I asked her what she thought she was doing.
“Making a trial run.”
“Trial run of what?”
Sabrina toyed with the groceries, shifting them about on the countertop as if she were trying to arrange them in a pattern that matched the logic of her thoughts. “I thought I’d cook for you tonight. You like your supper, then we can work out a deal. Maybe.”
“What kind of deal?”
Vanderhaeghe has brought forward interesting situations in the human condition that may initially seem odd but do occur in our lives. We do often wonder what has happened to the spurned lover or that overly-teased classmate as we get older.

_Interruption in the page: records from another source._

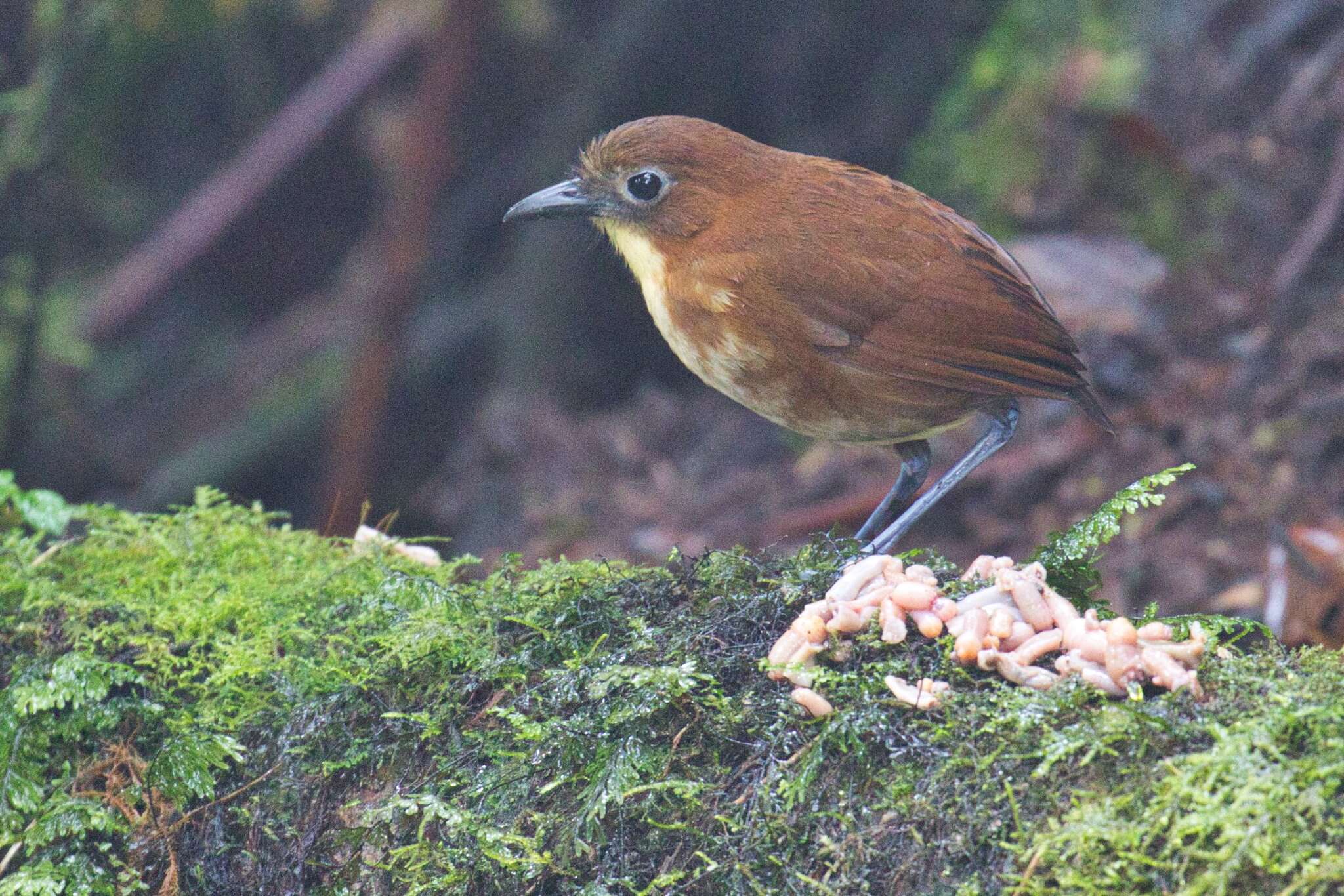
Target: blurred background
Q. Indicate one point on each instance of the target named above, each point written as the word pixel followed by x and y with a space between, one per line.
pixel 259 245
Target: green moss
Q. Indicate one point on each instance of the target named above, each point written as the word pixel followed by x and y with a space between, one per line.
pixel 593 727
pixel 987 150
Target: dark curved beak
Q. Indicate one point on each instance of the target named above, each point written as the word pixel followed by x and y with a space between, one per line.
pixel 562 201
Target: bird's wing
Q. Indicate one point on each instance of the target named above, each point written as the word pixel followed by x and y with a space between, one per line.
pixel 918 293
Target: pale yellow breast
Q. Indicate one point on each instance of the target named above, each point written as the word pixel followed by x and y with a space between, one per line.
pixel 718 355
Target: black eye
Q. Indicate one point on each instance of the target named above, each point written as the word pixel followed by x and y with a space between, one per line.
pixel 644 186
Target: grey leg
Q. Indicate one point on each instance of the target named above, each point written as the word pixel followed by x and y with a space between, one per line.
pixel 1000 430
pixel 914 469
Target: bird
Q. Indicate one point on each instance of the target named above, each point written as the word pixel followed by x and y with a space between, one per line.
pixel 830 298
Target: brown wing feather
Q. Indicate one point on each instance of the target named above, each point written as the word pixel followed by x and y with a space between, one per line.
pixel 925 296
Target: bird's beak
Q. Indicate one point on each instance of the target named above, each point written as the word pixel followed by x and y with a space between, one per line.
pixel 565 199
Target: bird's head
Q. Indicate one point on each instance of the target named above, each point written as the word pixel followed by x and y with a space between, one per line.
pixel 663 178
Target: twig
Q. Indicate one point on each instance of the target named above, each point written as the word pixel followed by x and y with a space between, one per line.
pixel 236 187
pixel 420 163
pixel 174 828
pixel 1318 228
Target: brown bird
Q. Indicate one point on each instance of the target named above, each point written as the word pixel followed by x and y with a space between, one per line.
pixel 830 298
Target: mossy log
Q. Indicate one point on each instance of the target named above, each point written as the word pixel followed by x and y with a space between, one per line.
pixel 211 702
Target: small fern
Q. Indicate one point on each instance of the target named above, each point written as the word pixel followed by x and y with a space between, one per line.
pixel 1072 555
pixel 39 510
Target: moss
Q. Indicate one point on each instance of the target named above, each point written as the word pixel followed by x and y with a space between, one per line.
pixel 1004 128
pixel 214 701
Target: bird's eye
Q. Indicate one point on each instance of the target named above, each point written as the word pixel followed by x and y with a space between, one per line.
pixel 644 186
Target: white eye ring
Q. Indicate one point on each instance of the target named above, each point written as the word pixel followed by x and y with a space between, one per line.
pixel 646 186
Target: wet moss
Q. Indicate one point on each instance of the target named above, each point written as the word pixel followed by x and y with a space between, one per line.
pixel 213 701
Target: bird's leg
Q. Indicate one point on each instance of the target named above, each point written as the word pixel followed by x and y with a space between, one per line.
pixel 1000 430
pixel 914 468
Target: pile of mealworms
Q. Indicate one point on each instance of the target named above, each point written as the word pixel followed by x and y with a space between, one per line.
pixel 1009 628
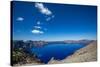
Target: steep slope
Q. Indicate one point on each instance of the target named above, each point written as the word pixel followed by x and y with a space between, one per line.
pixel 86 54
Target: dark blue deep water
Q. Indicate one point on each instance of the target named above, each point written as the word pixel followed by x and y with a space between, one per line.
pixel 58 51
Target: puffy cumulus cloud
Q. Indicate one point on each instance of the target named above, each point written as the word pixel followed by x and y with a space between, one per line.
pixel 20 18
pixel 42 9
pixel 38 22
pixel 37 31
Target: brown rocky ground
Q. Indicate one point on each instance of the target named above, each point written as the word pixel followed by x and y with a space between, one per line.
pixel 85 54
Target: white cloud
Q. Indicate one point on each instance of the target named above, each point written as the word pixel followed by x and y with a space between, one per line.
pixel 47 19
pixel 37 31
pixel 20 19
pixel 38 22
pixel 43 10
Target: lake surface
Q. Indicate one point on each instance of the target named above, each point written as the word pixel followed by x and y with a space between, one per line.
pixel 57 51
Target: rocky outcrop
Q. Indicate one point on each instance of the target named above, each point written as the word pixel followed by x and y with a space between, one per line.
pixel 86 54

Here, Vanderhaeghe gives us a few scenarios where a protagonist finds out what has happened to Person X who may have had a certain greyish impact on the protagonist’s life.
Anything Page 178-179
Tony opened his eyes, ran his hands over the sheets and his eyes around the room. He called “Susan?” several times, but there was no answer. She was gone. He would have liked it if she had stayed; her presence, any presence, would have been welcome after the dream he had just awoken from. In it, he and his wife were waiting to board a flight in a vast airport reminiscent of Heathrow. When Betty told him she was going to take a quick look around the duty-free shop, he merely nodded. She disappeared into the crowd of travellers, and as she did, he glanced at his watch and was astonished to see that they had lost track of the time. It was only a few minutes before their gate would close. He stood up to call her back, but before a word left his mouth he suddenly found himself in the Qu’Appelle Valley on a fiercely windy day, whitecaps breaking on the beach.
Each time the waves slapped the sand, he grew more and more uneasy, sure that there was something he had forgotten to do, something besides keeping an eye on their departure time, something of the utmost importance. but for the life of him he couldn’t think what it was. He sensed it hovering behind him, back where Betty’s beloved cottage stood. But he couldn’t bring himself to turn and face it because if he did that, he would have to acknowledge the neglected presence.
Tony eased himself out of bed and wet to his laptop. Staring at the screen, he tried out and tested various phrases in his mind. Then he tapped out an email.
Daddy Lenin and Other Stories by Guy Vanderhaeghe is a brilliant piece of literature. Here, we are given a selection of elements important to the human condition which we otherwise wouldn’t consider. A brilliant and insightful read.